The most fearful part of this entire experience is the drive to the hospital or clinic the next day. The fear runs rampid that hitting a bump in the road might lead to another missle launch and may start an international incident. You feel like you have purchased some kind of incontinence product to wear under your comfortable, loosly fitting clothes...just in case.
All in all. It's really worth the trip!
Comment by Amber on December 28, 2008 at 10:40pm
I'm only 32 and just had one done. Luckily nothing was found, but I have to agree with what was said about the prep, that's the hardest part. The test itself is painless, and I didn't remember a thing. For my prep I was instructed to use the Fleet phospho-soda, and it by far was the most bathroom inducing agent ever introduced to my body. But, when it was all over, a fellow firefighter picked me up, and gladly drove me to the local diner for the well-needed food that I had been craving for the past day and 1/2. I call that the final stage, the reloading of the body. In all seriousness though, I urge all those who are in the risk categories to see your doctor and follow through with the procedure if they require it. We're always trying to save other's lives, but we also have a responsibility to ourselves to keep as healthy as possible - we owe it to ourselves!
Comment by lutan1 on December 28, 2008 at 3:54pm
This aint only for the old timers, unless 36 is considered old now...Had one only 1 month ago.

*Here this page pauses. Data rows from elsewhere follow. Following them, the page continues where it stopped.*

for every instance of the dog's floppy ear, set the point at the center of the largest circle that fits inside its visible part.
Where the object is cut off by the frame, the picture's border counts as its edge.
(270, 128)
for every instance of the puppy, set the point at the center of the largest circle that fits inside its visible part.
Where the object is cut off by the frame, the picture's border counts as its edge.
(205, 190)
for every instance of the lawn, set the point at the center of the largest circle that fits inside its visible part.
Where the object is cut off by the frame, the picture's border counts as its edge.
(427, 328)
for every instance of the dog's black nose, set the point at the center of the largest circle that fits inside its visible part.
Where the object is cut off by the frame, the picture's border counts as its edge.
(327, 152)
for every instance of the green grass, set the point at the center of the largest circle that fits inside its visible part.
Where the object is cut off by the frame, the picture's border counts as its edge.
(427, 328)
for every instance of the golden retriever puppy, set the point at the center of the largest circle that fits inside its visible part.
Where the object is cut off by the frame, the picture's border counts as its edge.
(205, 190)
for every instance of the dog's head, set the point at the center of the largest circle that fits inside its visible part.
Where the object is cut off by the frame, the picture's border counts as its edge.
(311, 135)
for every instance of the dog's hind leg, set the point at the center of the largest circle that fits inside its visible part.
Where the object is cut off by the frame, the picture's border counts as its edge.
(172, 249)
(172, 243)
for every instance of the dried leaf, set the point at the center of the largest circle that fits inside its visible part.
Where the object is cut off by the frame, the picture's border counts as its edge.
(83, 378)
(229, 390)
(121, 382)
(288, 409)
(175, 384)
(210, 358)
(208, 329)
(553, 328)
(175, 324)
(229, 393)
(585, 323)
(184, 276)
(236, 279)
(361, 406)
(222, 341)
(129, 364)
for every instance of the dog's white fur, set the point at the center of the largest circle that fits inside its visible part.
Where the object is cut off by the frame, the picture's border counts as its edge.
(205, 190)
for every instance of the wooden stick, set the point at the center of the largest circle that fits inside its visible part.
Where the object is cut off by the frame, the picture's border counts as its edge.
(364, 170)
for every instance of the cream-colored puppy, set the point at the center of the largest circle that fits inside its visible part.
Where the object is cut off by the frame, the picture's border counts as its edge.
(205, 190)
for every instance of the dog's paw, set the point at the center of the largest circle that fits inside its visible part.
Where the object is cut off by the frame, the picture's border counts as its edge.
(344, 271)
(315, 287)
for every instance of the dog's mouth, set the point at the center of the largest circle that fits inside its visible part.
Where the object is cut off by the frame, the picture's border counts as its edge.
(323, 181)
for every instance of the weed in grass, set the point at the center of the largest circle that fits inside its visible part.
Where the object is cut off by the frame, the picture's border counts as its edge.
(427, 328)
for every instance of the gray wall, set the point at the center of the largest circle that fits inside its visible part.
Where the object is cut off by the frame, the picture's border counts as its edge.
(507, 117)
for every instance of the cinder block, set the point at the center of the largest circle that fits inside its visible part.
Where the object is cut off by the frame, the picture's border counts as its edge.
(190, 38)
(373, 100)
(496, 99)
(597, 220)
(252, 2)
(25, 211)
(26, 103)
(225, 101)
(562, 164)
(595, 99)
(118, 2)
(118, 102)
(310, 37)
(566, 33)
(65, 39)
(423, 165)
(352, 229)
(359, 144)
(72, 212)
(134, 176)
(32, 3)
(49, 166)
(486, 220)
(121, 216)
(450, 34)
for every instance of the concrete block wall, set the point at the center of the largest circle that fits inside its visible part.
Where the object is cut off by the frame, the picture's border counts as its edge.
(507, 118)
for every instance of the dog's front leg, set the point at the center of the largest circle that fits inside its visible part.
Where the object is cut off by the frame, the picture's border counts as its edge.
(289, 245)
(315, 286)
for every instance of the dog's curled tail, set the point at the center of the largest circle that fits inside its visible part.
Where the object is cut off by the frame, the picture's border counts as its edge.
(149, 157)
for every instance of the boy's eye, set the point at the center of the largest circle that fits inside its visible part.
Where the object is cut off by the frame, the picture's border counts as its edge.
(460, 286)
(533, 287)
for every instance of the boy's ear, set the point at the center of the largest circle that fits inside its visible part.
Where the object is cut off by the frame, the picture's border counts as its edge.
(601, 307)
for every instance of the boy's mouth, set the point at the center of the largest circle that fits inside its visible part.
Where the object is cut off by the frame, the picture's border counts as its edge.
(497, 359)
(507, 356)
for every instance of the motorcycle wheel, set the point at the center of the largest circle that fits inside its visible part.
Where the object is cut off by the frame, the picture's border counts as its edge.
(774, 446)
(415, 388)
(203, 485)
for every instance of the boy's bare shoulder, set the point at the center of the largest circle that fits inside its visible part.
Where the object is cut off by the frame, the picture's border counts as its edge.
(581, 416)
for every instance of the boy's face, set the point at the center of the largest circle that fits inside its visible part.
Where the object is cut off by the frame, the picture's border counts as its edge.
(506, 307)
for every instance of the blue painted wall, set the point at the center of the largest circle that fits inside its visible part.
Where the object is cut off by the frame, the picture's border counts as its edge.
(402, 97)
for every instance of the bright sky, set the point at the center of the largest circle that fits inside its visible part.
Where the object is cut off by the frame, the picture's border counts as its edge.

You fill the jug, shake it and then drink a glass of it every 20 minutes until gone. I would add “or until you puke or can’t drink anymore” to the directions, but that’s just me.

It's not only you! That is thew most awful drink on the planet, besides a cup of tea!
Comment by Jay Nicholson on December 28, 2008 at 3:49pm
Unfortionatly, there is at least one FFN member who has had colon cancer at 40. It looks like he will be ok but it may still force him out. My dad has/had prostate cancer. Every year now since I was 40 I get a PSA and the one finger salute.
Comment by Kimberly A Bownas on December 28, 2008 at 1:27pm
Wow Joe, you said you were going to write about this. Nice job and hopefully people will take care in getting this done to keep themselves healthy. Oh yeah, good luck with the proceedure on the 2nd.... :o)
Comment by Paul Montpetit on December 28, 2008 at 1:20pm
Been there done that....I asked the Doc for a copy for my boss....he looked at me funny then I told him I wanted to prove to my boss 2 things....1st....My head was not up there....and #2 There was no lead in there either.....He didn't see the humor in it....Hmmm...Some people have no sense of humor...Face it folks...age 50 its Colonoscopy time...it is painless, and it just might save your life....Paul
Comment by turk182 on December 28, 2008 at 1:18pm
Joe I have to go threw these every year since I was sixteen years old when I was diagnosed with crohn's disease.

I tried the new prep call meralax with sunny delight did not taste the prep.